Item 37: Use EnumMap instead of ordinal indexing

// Using an EnumMap to associate data with an enum
Map<Plant.LifeCycle, Set<Plant>> plantsByLifeCycle = new EnumMap<>(Plant.LifeCycle.class);
for (Plant.LifeCycle lc : Plant.LifeCycle.values())
    plantsByLifeCycle.put(lc, new HashSet<>()); // create a set for each value of LifeCycle
for (Plant p : garden)
    plantsByLifeCycle.get(p.lifeCycle).add(p);
System.out.println(plantsByLifeCycle);
public enum Phase {
    SOLID, LIQUID, GAS;

    public enum Transition {
        MELT(SOLID, LIQUID), FREEZE(LIQUID, SOLID),
        BOIL(LIQUID, GAS), CONDENSE(GAS, LIQUID),
        SUBLIME(SOLID, GAS), DEPOSIT(GAS, SOLID);
        private final Phase from;
        private final Phase to;

        Transition(Phase from, Phase to) {
            this.from = from;
            this.to = to;
        }

        private static final Map<Phase, Map<Phase, Transition>>
                m = Stream.of(values()).collect(groupingBy(t -> t.from,
                () -> new EnumMap<>(Phase.class),
                toMap(t -> t.to, t -> t,
                        (x, y) -> y, () -> new EnumMap<>(Phase.class))));

        public static Transition from(Phase from, Phase to) {
            return m.get(from).get(to);
        }
    }
}

It is rarely appropriate to use ordinals to index into arrays: use EnumMap instead.

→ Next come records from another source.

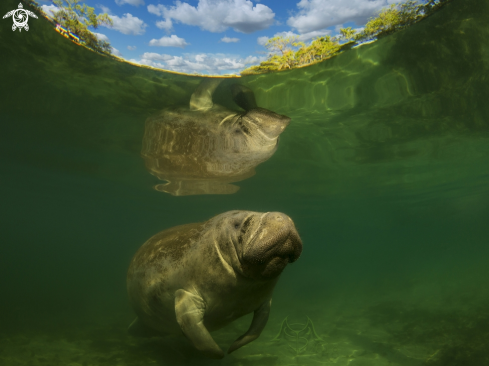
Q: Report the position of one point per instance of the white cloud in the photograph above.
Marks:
(262, 40)
(165, 24)
(116, 52)
(229, 40)
(101, 37)
(202, 63)
(129, 24)
(49, 9)
(104, 8)
(217, 15)
(130, 2)
(172, 41)
(315, 15)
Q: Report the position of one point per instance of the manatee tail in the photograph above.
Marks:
(243, 97)
(201, 99)
(195, 187)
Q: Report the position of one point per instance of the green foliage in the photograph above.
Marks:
(287, 53)
(77, 18)
(347, 33)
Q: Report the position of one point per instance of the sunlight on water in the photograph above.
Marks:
(383, 170)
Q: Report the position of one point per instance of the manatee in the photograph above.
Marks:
(203, 148)
(197, 278)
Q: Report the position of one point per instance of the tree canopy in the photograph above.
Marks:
(77, 18)
(287, 53)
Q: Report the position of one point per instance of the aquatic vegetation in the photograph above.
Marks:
(300, 338)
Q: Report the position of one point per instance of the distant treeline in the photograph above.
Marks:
(287, 52)
(77, 17)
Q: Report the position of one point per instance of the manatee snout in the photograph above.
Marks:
(270, 123)
(276, 243)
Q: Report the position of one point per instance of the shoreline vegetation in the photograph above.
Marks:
(76, 18)
(287, 53)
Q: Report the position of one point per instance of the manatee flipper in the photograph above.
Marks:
(201, 99)
(138, 329)
(243, 97)
(260, 318)
(189, 309)
(193, 187)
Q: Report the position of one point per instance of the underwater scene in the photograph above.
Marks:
(361, 183)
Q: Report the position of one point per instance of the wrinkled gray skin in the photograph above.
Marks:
(203, 148)
(197, 278)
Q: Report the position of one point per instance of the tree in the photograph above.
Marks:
(347, 33)
(77, 18)
(389, 20)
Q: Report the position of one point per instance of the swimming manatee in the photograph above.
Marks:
(197, 278)
(203, 148)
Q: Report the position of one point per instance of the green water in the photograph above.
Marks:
(384, 170)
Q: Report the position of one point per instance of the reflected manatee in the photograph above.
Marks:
(205, 147)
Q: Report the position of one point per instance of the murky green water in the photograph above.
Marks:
(384, 169)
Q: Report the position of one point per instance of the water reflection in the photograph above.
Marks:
(203, 148)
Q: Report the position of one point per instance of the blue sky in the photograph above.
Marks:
(219, 36)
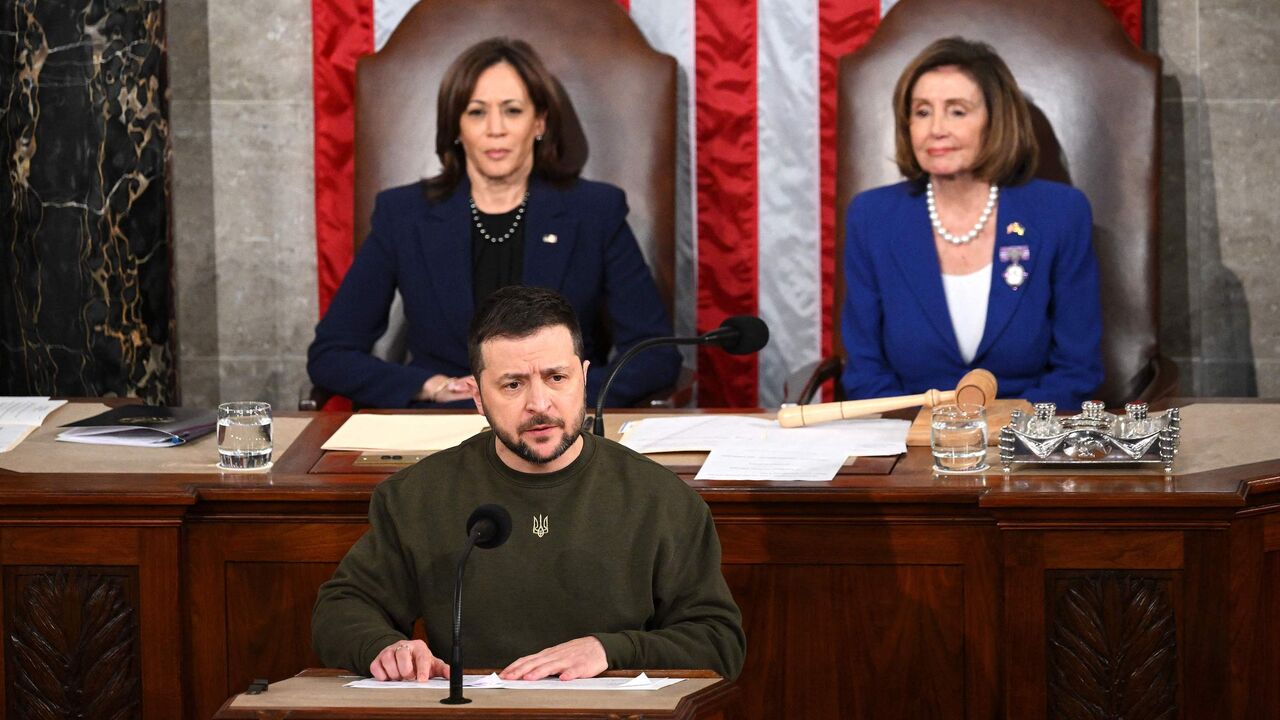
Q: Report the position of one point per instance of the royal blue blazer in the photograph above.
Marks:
(1042, 340)
(576, 242)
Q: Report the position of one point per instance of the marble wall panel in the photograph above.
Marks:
(1244, 151)
(1178, 42)
(260, 50)
(264, 231)
(1239, 48)
(195, 249)
(87, 300)
(187, 30)
(201, 384)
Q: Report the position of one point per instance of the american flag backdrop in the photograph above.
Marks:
(757, 160)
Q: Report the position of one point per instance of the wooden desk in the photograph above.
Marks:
(899, 595)
(319, 695)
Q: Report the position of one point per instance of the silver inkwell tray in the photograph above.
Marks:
(1093, 437)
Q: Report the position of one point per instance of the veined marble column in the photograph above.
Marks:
(86, 299)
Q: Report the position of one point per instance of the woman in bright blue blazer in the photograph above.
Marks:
(508, 208)
(1015, 291)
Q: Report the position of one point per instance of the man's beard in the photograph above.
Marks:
(525, 452)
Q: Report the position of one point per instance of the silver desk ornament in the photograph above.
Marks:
(1093, 437)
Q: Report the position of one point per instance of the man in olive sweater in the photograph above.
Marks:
(612, 561)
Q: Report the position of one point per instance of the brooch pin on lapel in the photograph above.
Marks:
(1015, 274)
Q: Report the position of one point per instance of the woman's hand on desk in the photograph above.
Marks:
(407, 660)
(443, 388)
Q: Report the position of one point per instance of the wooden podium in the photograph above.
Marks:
(320, 695)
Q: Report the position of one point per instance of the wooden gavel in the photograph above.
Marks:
(977, 387)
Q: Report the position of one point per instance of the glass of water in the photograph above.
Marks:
(243, 436)
(959, 438)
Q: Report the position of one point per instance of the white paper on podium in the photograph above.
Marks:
(691, 433)
(19, 417)
(752, 461)
(755, 449)
(803, 454)
(375, 432)
(492, 682)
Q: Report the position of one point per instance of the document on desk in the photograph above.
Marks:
(691, 433)
(375, 432)
(750, 461)
(19, 417)
(803, 454)
(492, 682)
(757, 449)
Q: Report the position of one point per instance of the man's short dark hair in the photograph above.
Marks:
(517, 311)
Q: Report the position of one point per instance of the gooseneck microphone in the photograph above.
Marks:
(740, 335)
(487, 528)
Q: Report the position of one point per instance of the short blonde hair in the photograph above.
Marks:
(1009, 150)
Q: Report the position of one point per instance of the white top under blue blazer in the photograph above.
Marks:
(1042, 337)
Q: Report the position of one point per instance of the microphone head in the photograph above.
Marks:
(749, 335)
(492, 525)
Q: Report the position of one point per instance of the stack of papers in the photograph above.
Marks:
(492, 682)
(21, 415)
(754, 449)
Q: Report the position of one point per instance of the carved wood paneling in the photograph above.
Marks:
(1112, 646)
(72, 642)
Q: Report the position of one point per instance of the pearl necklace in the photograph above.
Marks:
(977, 228)
(506, 236)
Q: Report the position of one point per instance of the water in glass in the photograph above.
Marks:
(959, 438)
(243, 436)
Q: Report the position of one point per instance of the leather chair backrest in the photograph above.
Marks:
(1096, 103)
(622, 90)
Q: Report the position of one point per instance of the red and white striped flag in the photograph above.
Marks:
(757, 162)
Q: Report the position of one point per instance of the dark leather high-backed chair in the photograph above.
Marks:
(1096, 104)
(622, 98)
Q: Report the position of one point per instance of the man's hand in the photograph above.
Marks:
(407, 660)
(583, 657)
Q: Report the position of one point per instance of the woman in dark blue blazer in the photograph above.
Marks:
(969, 263)
(508, 208)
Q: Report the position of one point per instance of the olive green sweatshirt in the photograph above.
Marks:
(612, 546)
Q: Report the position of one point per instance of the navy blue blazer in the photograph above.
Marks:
(424, 250)
(1042, 341)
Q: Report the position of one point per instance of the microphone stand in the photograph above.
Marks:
(598, 423)
(456, 661)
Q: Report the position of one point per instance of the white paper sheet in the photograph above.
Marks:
(691, 433)
(492, 682)
(27, 410)
(750, 461)
(704, 433)
(21, 415)
(373, 432)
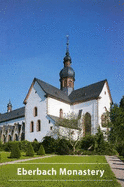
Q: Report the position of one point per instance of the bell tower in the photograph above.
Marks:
(67, 74)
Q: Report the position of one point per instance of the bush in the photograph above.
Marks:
(88, 142)
(1, 146)
(120, 148)
(41, 150)
(23, 145)
(63, 147)
(35, 144)
(29, 151)
(15, 151)
(49, 144)
(8, 146)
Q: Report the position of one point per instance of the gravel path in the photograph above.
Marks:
(12, 162)
(117, 167)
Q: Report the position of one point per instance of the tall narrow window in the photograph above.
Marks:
(35, 111)
(61, 113)
(38, 125)
(32, 126)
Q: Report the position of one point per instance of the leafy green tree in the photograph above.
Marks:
(29, 151)
(15, 151)
(122, 103)
(71, 123)
(49, 144)
(116, 133)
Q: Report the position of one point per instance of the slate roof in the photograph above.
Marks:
(83, 94)
(87, 93)
(53, 91)
(54, 118)
(14, 114)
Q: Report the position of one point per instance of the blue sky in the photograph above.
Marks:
(33, 44)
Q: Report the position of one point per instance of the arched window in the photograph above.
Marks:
(35, 111)
(38, 125)
(61, 113)
(32, 126)
(87, 123)
(105, 119)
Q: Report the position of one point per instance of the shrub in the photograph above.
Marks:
(49, 144)
(41, 150)
(63, 147)
(15, 151)
(8, 146)
(23, 145)
(1, 146)
(29, 151)
(120, 148)
(88, 142)
(35, 144)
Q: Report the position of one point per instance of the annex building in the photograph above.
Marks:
(45, 104)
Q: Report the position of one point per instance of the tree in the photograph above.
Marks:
(116, 133)
(122, 103)
(30, 151)
(41, 150)
(70, 129)
(15, 151)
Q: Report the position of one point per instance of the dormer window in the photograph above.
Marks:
(35, 111)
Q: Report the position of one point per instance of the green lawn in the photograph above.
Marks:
(4, 156)
(89, 165)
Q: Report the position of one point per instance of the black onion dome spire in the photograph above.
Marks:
(67, 55)
(67, 71)
(67, 74)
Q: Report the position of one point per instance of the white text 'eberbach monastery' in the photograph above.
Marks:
(45, 104)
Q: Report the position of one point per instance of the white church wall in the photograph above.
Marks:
(90, 107)
(54, 107)
(12, 122)
(36, 99)
(72, 134)
(104, 103)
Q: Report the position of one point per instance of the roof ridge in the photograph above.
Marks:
(92, 84)
(12, 111)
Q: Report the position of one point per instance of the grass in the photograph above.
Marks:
(121, 158)
(4, 156)
(9, 172)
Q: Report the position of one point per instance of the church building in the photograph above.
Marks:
(45, 104)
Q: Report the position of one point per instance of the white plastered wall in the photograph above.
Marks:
(36, 99)
(104, 103)
(54, 107)
(90, 107)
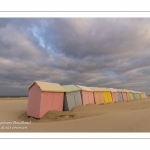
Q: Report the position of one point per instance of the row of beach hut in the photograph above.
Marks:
(46, 96)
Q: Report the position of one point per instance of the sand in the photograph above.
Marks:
(133, 116)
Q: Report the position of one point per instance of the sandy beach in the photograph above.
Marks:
(130, 116)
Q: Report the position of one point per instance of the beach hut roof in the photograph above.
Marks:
(85, 88)
(97, 89)
(112, 90)
(119, 90)
(70, 88)
(48, 87)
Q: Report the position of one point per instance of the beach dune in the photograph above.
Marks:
(132, 116)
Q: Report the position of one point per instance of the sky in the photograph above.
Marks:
(102, 52)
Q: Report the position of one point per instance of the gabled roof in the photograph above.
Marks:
(97, 89)
(48, 87)
(112, 90)
(70, 88)
(84, 88)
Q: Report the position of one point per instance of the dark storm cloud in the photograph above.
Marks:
(106, 52)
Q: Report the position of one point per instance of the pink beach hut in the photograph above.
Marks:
(43, 97)
(125, 95)
(114, 95)
(87, 95)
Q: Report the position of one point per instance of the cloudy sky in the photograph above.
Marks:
(103, 52)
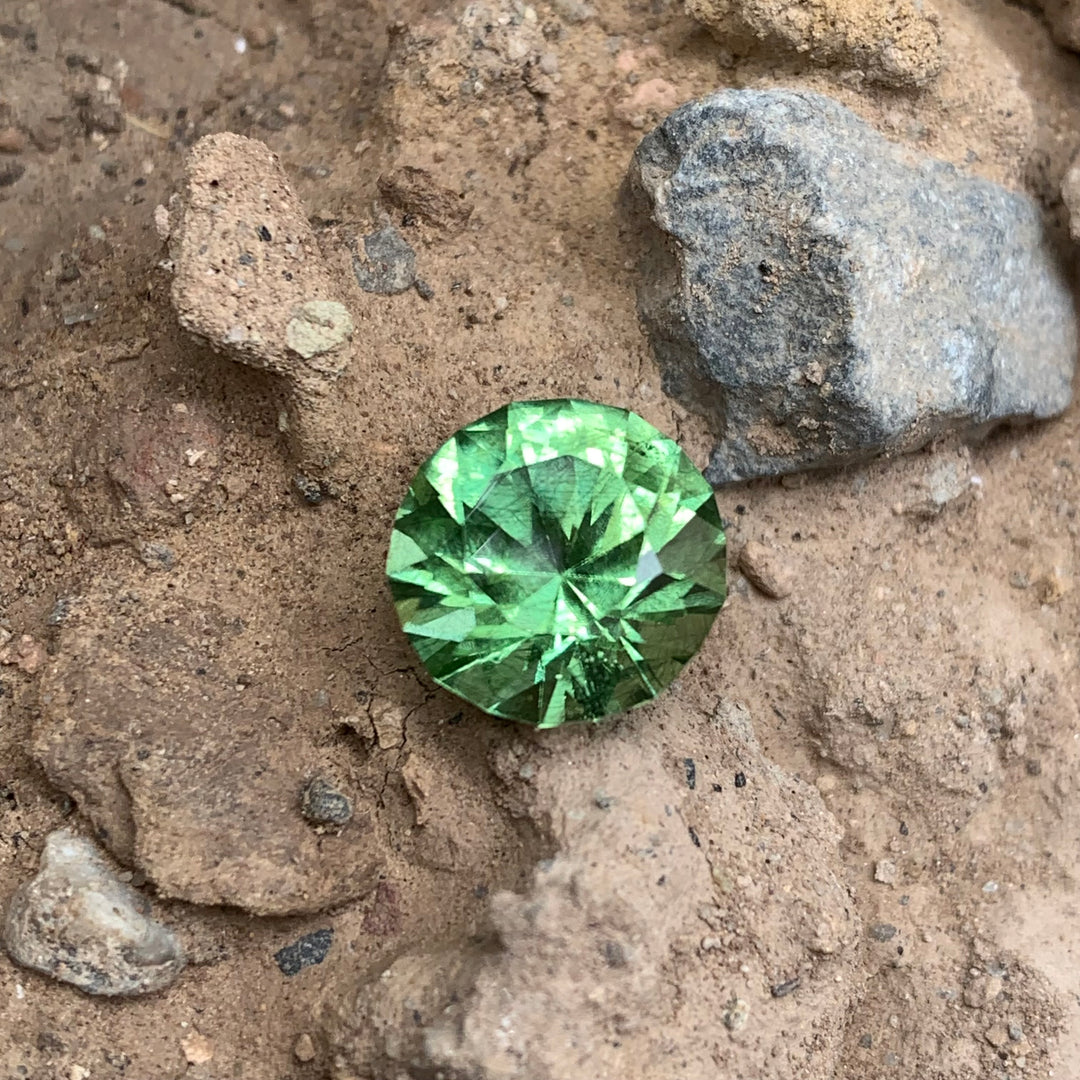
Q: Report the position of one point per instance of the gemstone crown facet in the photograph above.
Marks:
(557, 561)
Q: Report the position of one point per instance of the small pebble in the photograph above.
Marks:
(790, 986)
(764, 569)
(305, 953)
(309, 489)
(198, 1050)
(12, 140)
(982, 991)
(737, 1014)
(305, 1048)
(388, 265)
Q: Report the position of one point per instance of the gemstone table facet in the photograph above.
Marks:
(557, 561)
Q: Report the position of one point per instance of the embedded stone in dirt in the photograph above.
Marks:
(251, 281)
(188, 767)
(245, 260)
(818, 321)
(387, 264)
(895, 42)
(77, 921)
(1064, 21)
(579, 967)
(766, 570)
(415, 192)
(322, 804)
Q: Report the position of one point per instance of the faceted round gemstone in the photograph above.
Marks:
(557, 561)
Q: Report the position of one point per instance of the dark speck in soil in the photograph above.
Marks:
(305, 953)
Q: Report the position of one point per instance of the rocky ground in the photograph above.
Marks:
(844, 845)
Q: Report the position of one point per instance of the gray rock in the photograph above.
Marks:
(825, 295)
(389, 264)
(322, 804)
(79, 922)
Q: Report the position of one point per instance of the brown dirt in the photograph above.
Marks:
(904, 845)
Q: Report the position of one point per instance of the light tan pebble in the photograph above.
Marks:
(198, 1050)
(982, 991)
(305, 1048)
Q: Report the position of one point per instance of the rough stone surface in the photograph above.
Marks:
(894, 42)
(825, 295)
(79, 922)
(588, 954)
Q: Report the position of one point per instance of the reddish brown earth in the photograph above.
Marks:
(889, 889)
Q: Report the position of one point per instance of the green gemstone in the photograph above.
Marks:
(557, 561)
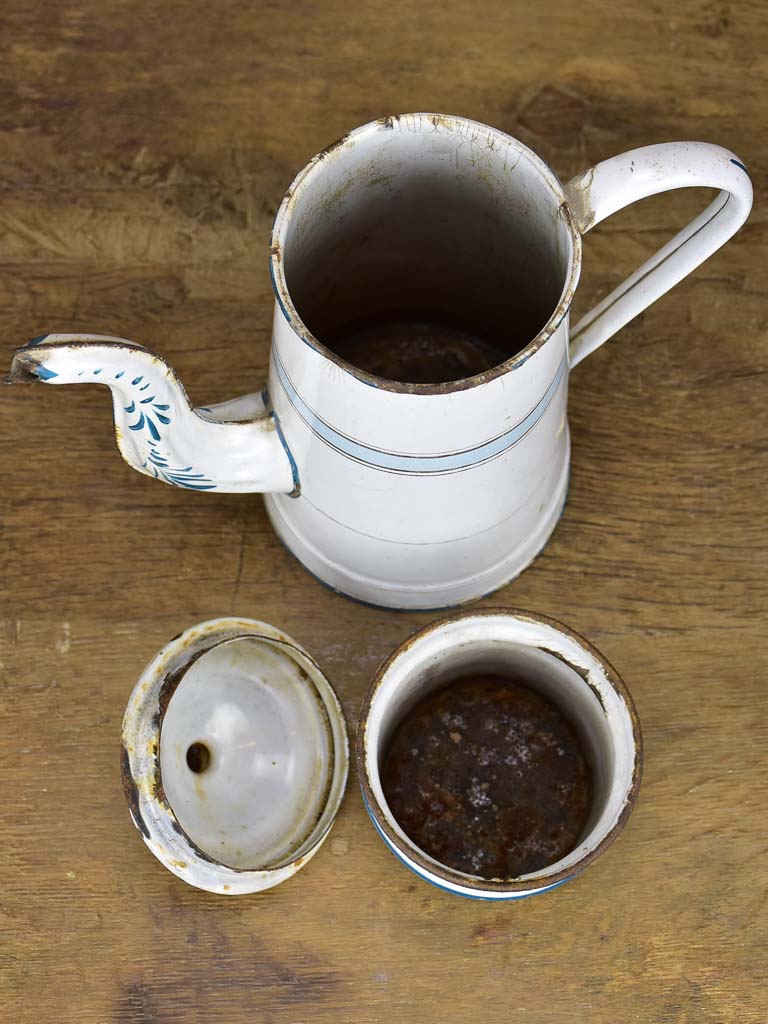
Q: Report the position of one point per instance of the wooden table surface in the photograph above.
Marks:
(144, 150)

Item 38: Emulate extensible enums with interfaces

public interface Operation {
    double apply(double x, double y);
}
public enum BasicOperation implements Operation {
    PLUS("+") {
        public double apply(double x, double y) { return x + y; }
    },
    MINUS("-") {
        public double apply(double x, double y) { return x - y; }
    },
    TIMES("*") {
        public double apply(double x, double y) { return x * y; }
    },
    DIVIDE("/") {
        public double apply(double x, double y) { return x / y; }
    };
    private final String symbol;
    BasicOperation(String symbol) {
        this.symbol = symbol;
    }
    @Override public String toString() {
        return symbol;
    }
}

Item 39: Prefer annotations to naming patterns

Item 40: Consistency use the @Override annotation

The compiler can protect you from a great many errors if you use the Override annotation on every method declaration that you believe to override a supertype declaration.

Item 41: Use marker interfaces to define types

A marker interface is an interface that contains no method declarations but merely designates (or “marks”) a class that implements the interface as having some property (Serializable interface)

Marker interfaces have two advantages over marker annotations. 1. marker interfaces define a type that is implemented by instances of the marked class; marker annotations do not. 2. they can be targeted more precisely.

Lambdas and Streams

Item 42: Prefer lambdas to anonymous classes

Interfaces (or, rarely, abstract classes) with a single abstract method were used as function types. Their instances, known as function objects, represent functions or actions. Anonymous class was the primary means of creating function objects.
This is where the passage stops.